Although Hadfield joined the NPL as a result of the demand for female scientists during World War I, she continued with the department after the War. She moved to work in research and testing on the chemical problems related to aeronautics with Dr Guy Barr, contributing to reports submitted to the Fabrics Research Co-ordinating Committee of DSIR. These reports focused on the effects of acid traces and light on the strength of cotton.

She presented a paper entitled Some Chemical Problems in the Cotton Industry at the International Conference of Women in Science, Industry and Commerce at the British Empire Exhibition on 16 July 1925, speaking alongside the American engineer Ethel H. Bailey and electrical engineer Margaret Partridge. This paper was later published in Vol II Part 4. of The Woman Engineer in September 1925.

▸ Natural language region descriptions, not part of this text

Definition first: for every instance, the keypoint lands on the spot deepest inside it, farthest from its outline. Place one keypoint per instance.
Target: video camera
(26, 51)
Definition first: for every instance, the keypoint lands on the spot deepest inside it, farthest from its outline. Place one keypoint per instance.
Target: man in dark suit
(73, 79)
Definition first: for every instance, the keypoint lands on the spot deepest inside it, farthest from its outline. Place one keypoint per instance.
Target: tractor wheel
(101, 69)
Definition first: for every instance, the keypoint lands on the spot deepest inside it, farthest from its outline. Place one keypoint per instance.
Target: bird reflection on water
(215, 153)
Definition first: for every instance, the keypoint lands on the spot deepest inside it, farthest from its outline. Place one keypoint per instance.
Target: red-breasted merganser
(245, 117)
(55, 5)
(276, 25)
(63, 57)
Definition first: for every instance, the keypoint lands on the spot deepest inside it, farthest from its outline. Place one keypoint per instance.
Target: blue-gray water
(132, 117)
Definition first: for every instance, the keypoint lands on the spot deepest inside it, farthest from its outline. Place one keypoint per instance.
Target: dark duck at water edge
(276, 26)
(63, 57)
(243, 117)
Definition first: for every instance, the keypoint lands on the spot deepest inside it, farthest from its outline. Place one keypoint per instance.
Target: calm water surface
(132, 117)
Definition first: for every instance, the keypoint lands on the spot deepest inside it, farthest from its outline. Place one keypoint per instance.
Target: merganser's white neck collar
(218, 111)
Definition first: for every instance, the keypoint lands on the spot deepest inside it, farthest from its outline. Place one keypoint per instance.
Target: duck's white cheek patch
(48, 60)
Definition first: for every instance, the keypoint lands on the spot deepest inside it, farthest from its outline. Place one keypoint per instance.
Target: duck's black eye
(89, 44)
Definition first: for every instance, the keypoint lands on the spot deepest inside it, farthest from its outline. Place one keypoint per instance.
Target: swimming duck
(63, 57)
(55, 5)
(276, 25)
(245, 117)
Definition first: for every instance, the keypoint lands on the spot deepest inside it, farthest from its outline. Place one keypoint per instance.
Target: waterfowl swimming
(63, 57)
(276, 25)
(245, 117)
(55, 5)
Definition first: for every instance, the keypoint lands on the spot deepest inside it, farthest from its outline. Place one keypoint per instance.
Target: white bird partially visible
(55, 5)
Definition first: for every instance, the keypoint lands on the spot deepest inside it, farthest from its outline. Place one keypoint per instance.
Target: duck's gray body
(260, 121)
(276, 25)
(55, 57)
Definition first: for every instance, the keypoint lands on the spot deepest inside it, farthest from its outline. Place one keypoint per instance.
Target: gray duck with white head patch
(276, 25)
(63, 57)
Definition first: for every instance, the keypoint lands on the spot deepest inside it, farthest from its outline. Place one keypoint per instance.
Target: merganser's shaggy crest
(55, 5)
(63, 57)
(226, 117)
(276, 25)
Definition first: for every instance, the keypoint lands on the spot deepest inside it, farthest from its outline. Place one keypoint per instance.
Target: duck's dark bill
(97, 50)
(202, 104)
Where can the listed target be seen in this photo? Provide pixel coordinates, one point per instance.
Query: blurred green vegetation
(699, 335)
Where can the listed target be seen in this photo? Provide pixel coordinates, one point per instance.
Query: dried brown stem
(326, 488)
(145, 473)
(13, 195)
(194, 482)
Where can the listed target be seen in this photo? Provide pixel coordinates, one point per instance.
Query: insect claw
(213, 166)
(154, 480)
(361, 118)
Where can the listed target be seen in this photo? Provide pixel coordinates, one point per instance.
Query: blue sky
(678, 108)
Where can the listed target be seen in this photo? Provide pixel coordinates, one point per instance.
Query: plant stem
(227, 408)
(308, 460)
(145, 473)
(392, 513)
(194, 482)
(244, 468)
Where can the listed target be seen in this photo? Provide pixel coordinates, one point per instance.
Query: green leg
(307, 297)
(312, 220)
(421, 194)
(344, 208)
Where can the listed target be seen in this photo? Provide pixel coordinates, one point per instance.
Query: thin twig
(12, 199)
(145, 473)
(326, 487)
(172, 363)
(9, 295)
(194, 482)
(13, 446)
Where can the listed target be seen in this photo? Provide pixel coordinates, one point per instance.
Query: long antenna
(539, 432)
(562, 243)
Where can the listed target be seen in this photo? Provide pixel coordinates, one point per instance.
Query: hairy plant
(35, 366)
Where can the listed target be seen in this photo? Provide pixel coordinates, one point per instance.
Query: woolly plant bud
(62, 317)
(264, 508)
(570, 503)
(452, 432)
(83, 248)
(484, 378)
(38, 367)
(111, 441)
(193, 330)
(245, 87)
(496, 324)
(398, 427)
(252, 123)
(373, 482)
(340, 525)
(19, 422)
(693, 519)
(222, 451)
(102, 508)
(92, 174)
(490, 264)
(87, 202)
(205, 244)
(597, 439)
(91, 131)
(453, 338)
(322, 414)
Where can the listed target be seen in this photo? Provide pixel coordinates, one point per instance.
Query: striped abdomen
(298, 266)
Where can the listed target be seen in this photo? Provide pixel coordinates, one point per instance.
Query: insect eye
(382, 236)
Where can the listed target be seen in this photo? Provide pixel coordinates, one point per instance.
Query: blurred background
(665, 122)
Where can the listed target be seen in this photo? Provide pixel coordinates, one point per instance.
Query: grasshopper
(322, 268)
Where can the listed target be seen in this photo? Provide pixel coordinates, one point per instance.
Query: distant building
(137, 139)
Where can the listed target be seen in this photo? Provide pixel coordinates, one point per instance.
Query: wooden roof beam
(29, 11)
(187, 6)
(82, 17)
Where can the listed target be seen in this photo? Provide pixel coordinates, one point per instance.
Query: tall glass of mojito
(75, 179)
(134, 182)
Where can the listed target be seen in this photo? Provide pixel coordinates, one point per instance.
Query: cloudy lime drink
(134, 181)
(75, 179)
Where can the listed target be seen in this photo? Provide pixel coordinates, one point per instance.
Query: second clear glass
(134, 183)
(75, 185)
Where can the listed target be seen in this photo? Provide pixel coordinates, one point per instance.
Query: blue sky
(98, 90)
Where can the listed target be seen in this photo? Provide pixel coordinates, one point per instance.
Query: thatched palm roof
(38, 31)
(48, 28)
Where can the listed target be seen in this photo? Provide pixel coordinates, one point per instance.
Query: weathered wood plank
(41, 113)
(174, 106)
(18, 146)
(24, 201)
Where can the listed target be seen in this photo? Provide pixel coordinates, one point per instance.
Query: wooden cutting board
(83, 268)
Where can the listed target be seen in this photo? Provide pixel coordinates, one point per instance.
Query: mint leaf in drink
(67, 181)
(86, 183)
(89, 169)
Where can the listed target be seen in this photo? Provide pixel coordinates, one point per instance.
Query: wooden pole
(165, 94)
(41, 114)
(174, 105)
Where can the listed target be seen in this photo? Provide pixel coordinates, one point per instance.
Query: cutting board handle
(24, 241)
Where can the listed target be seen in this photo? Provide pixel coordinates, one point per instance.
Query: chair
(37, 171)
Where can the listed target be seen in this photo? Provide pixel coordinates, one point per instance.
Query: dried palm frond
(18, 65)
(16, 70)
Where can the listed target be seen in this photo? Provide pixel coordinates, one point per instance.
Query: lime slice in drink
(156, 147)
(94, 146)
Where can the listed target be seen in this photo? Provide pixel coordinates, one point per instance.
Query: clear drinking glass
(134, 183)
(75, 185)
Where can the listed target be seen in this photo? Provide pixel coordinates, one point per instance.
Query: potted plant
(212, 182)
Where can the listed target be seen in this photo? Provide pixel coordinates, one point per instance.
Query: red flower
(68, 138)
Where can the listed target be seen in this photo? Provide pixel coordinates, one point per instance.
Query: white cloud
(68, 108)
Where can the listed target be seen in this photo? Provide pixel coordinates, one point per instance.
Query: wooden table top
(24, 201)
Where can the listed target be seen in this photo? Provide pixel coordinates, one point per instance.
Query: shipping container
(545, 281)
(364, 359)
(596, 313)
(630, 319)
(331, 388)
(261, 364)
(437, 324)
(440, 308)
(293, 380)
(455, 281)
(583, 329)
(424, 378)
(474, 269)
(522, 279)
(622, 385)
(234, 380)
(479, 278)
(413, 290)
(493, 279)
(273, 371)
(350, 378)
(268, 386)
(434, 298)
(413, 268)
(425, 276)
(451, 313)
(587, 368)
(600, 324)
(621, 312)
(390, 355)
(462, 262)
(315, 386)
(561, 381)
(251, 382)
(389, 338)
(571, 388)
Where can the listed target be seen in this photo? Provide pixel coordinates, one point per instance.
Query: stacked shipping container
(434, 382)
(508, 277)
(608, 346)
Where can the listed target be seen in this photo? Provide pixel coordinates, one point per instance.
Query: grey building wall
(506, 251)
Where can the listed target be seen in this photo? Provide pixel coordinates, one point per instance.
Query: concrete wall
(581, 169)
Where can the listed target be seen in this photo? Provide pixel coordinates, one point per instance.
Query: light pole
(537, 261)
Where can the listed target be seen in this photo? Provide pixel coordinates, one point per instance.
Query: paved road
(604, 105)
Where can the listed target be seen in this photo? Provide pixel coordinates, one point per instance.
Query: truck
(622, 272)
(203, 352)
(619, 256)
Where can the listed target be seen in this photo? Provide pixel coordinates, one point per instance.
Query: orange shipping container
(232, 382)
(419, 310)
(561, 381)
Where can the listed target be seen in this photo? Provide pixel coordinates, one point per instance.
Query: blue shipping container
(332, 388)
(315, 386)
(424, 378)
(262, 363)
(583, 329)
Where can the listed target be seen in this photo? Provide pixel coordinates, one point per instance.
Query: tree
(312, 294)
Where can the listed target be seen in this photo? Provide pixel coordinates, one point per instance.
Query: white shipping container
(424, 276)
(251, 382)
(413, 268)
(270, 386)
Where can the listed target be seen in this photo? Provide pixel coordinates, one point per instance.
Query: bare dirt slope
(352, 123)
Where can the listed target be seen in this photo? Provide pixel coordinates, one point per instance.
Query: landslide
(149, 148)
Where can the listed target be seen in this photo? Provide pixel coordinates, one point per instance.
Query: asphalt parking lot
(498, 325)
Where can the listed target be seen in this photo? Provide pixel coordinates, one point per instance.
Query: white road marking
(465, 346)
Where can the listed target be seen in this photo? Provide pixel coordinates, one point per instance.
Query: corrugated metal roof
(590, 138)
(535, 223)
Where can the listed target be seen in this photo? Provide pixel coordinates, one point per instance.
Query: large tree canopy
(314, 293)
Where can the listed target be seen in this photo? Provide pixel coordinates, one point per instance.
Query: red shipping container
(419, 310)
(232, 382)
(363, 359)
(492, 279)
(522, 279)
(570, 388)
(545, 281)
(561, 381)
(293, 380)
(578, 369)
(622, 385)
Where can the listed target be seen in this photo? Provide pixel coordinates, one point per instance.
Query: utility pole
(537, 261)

Her work experimenting with very small specimens led to her selection in 1931 by Dr Cecil H. Desch to develop microchemical methods in the NPL. As a result of this work she became active in the British Microchemical Club and became known as an authority on microchemistry, developing new techniques and apparatus for use within the field. Her work in microchemistry led her to become a member of the British Standards Institution sub-committee contributing to the production of updates to B.S. 914:1940. Her work included experiments and examinations of porcelain apparatus, which were excluded from the existing standard.

She was a member of the Society for Analytical Chemistry, joining in 1944, and the National Union of Scientific Workers.

She retired from the NPL in March 1953, at which time she held the role of Principal Scientific Officer. She was particularly known within the NPL for her contributions to the welfare of female staff.

Isabel Hodgson Hadfield died in Alresford, Hampshire on 6 February 1965.